The Taliban’s first year of rule by force in Afghanistan demonstrates that LGBTIQ people’s fears were not unfounded. Between September and October 2022, Outright International interviewed 22 LGBTIQ Afghans, all of them currently in Afghanistan. Their accounts suggest that Taliban security officials now appear to be pursuing LGBTIQ people – especially gay men and trans women – more systematically than in the first few months of Taliban rule, subjecting them to physical and sexual assault and arbitrary detention. In several cases, the authorities have subjected people to public flogging for alleged same-sex relations, and the Taliban Supreme Court, on social media, has confirmed and defended the implementation of these punishments.

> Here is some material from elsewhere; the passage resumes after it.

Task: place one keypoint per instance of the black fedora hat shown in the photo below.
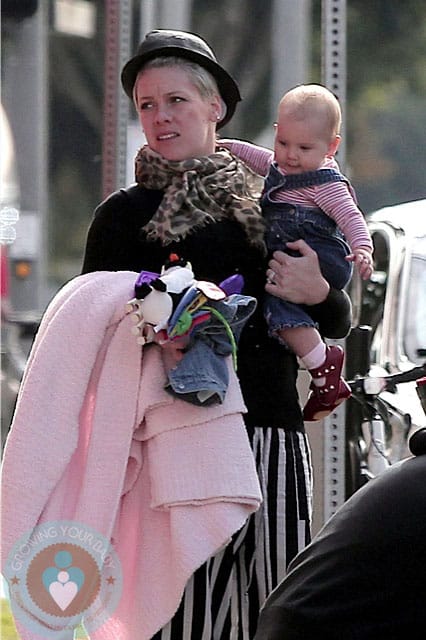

This report follows an initial report published by Outright International and Human Rights Watch in January 2022. That report, “Even If You Go to the Skies, We’ll Find You”: LGBT People in Afghanistan After the Taliban Takeover, (https://outrightinternational.org/our-work/human-rights-research/lgbt-people-afghanistan-after-taliban-takeover) was based on interviews with 60 LGBTIQ Afghans conducted shortly after the Taliban’s return to power. They shared stories of beatings, sexual assault, or threats from Taliban members or supporters because of their sexual orientation, gender identity, or gender expression. While that report documented some abuses clearly linked to the Taliban security forces, in many cases the first threats came from those closest to LGBTIQ Afghans – family members, romantic partners, and neighbors – who saw Taliban rule as an opportunity to act on their own prejudice or sought to curry favor with the new regime by turning in LGBTIQ people.

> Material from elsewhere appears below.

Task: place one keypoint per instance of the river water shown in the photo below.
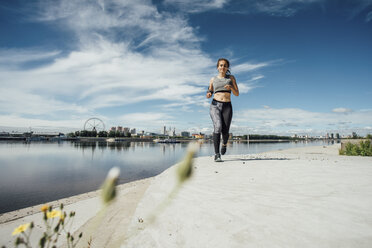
(39, 172)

Here are some select interviews:
Taliban security officers pulled Shahnaz, a 22-year-old trans woman, out of a car at a highway checkpoint between two major cities. They interrogated her about her hair and traces of nail polish she had been unable to wipe off before her trip. They proceeded to cut her nails and shave her head. They did so without water or lubrication, which one of her captors said would “teach him to live like a man with a proper masculine hair style.” They left her head patchy and bleeding, she said, and then “some of them beat me for their fun.” Then, she said, they told her, “if you are not gay, prove it and call someone to collect you.” Fortunately, she knew someone in the area who agreed to escort her away from the Taliban soldiers.
Pari, a 48-year-old gay man, was an outreach worker for an organization that provided HIV services in a major city when the Taliban retook control of Afghanistan. Just a few weeks into the new regime, Pari said, a group of Taliban fighters visited the organization’s offices and beat the security guards. The organization immediately halted all operations out of security concerns, leaving Pari without a job.

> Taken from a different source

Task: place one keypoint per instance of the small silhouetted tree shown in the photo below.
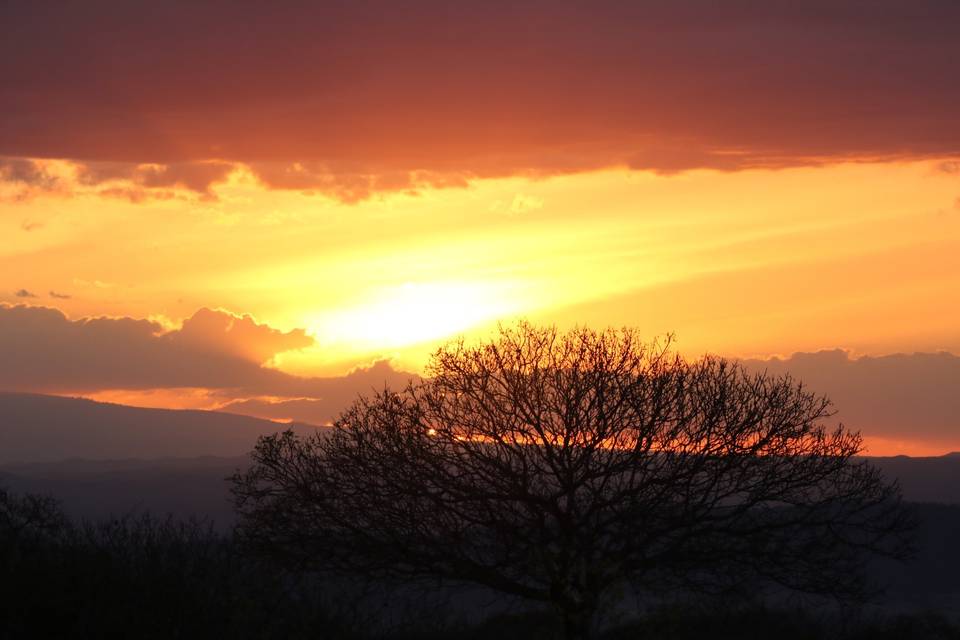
(562, 466)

Fatima, a 26-year-old lesbian, has an uncle who is a prominent religious leader allied with the Taliban. Her uncle and eight Taliban soldiers came to her family’s house in August 2021, shortly after the Taliban returned to power in Afghanistan. Fatima successfully hid behind bags of wheat as the men searched the house, and the men beat her father and broke his arm when they couldn’t find her. She was also forced out of her job in a local university and replaced by a man who is a Taliban loyalist.